Web-facing PSA: Fetching external resource only if type is supported

167 views
Skip to first unread message

Suzy Howlett

unread,
Dec 16, 2015, 10:46:17 PM12/16/15
to blink-dev
tl;dr: I am proposing to change Blink to only fetch external resources if the type attribute of the link element is unspecified or is text/css, in order to match the spec and behaviour of other browsers.

Background and motivation
The spec http://www.w3.org/TR/html5/document-metadata.html#the-link-element specifies that "If the UA does not support the given MIME type for the given link relationship, then the UA should not obtain the resource". Blink does not comply with this; see http://crbug.com/286682.

- Blink and WebKit load the resource, so Chrome and Safari show the text as red
- Firefox, IE and Edge all show the text as green, indicating they are not fetching the resource

The change
In https://codereview.chromium.org/1501393003/ I am proposing to change this so that Blink only fetches the resource if the type is unspecified or is "text/css".

This is expected to be a minor change that improves interop, but please let me know if you have any concerns.

Suzy

Dimitri Glazkov

unread,
Dec 16, 2015, 11:22:19 PM12/16/15
to Suzy Howlett, blink-dev
This should really be an intent to implement and ship, right?

:DG<

Suzy Howlett

unread,
Dec 17, 2015, 9:34:50 PM12/17/15
to Dimitri Glazkov, blink-dev
Hi Dimitri,

There was some discussion of this point on the review for my patch.

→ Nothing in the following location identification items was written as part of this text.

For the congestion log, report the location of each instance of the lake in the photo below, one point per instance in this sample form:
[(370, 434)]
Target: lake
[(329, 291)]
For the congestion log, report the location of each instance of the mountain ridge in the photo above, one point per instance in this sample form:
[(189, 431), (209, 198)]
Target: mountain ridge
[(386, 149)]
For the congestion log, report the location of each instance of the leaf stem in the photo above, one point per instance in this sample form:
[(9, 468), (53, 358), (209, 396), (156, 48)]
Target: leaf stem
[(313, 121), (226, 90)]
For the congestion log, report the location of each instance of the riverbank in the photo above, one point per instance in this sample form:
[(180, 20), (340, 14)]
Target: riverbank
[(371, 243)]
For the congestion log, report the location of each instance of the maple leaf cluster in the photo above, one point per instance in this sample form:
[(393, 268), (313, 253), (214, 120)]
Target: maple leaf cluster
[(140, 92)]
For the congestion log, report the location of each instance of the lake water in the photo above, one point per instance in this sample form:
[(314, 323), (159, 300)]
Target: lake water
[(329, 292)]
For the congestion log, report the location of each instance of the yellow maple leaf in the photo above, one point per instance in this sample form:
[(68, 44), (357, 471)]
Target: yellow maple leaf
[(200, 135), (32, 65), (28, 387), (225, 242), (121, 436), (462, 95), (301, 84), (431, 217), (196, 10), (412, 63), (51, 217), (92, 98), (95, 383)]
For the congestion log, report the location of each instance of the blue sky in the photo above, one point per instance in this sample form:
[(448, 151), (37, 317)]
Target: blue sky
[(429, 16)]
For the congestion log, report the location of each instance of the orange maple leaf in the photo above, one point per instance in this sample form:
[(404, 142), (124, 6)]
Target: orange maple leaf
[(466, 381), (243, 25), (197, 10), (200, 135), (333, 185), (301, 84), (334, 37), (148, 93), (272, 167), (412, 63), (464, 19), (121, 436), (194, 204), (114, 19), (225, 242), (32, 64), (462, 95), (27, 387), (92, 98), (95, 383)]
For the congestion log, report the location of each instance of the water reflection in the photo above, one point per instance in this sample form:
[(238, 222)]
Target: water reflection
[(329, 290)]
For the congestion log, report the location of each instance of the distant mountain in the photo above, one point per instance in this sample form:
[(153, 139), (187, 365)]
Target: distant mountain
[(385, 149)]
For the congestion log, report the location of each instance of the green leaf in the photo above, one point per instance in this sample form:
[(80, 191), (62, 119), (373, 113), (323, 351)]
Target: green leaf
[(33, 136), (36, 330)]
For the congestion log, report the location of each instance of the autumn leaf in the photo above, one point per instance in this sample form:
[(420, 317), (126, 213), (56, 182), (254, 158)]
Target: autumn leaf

I sent this email on Rick's advice:

On Thu, Dec 10, 2015 at 8:26 AM, <rby...@chromium.org> wrote:
Big picture as long as we have reason to believe the risk is low (and we're
prepared to revert if we see breakage that suggests otherwise), I'd personally
be fine considering this a "trivial" change (almost every bug-fix we do has the
potential to be a breaking web exposed change).  A "web-facing PSA" to blink-dev
wouldn't hurt though, might flesh out reasons to be more concerned about the
compat risk.

Dimitri Glazkov

unread,
Dec 18, 2015, 12:12:42 AM12/18/15
to Suzy Howlett, blink-dev
Alrighty.

:DG<

Suzy Howlett

unread,
Jan 13, 2016, 10:36:55 PM1/13/16
to blink-dev, yo...@yoav.ws, rby...@chromium.org, igri...@chromium.org
To follow up on this PSA, I have managed to pull some stats from HTTPArchive to quantify the impact of this change. According to these (approximate) calculations, less than 0.04% of <link rel=stylesheet>s are not of type text/css. This suggests to me that the proposed change will be low-impact. Further details are below.

Suzy

-----

The BigQuery query
SELECT
  stylesheetType,
  count(stylesheetType) AS typeCount
FROM (
  SELECT
    REPLACE(LOWER(REGEXP_EXTRACT(stylesheetLink, r'\s(type=[^\s>]+)')), '"', "'") AS stylesheetType
  FROM (
    SELECT
      REGEXP_EXTRACT(content, r'^(link[^>]+rel=[^\s>]*stylesheet[^\s>]*[^>]*>)') AS stylesheetLink
    FROM (
      SELECT
        JSON_EXTRACT(payload, '$.request.url') AS url,
        JSON_EXTRACT(payload, '$._contentType') AS contentType,
        SPLIT(JSON_EXTRACT_SCALAR(payload, '$.response.content.text'), '<') AS content,
        INTEGER(JSON_EXTRACT(payload, '$.response.content.size')) as contentSize,
        JSON_EXTRACT(payload, '$._body') AS body,
      FROM [httparchive:har.desktop_oct_1_2015_requests]
    )
    WHERE
      contentType = '"text/html"'
      AND body = 'true'
  )
  WHERE
    stylesheetLink IS NOT NULL
)
GROUP BY stylesheetType
ORDER BY typeCount DESC

The results
stylesheetTypetypeCount
type='text/css'2606908
type='text/css'/52328
type=text/css2067
type=\'text/css\'818
type=\'text\/css\'361
type='text/less'73
type='text/kss'70
type='text\/css'55
type='text/css''35
type=&#039;text/css&#039;35
type='text/css'--24
type='text/javascript'17
type='text/chrome'17
type='text/nonsense'14
type='text/menu-css'14
type='text/safari'11
and a long tail of others, a total of 285 rows, with sum(typeCount) == 2663347. Those top 5 rows account for over 99.96% of that total.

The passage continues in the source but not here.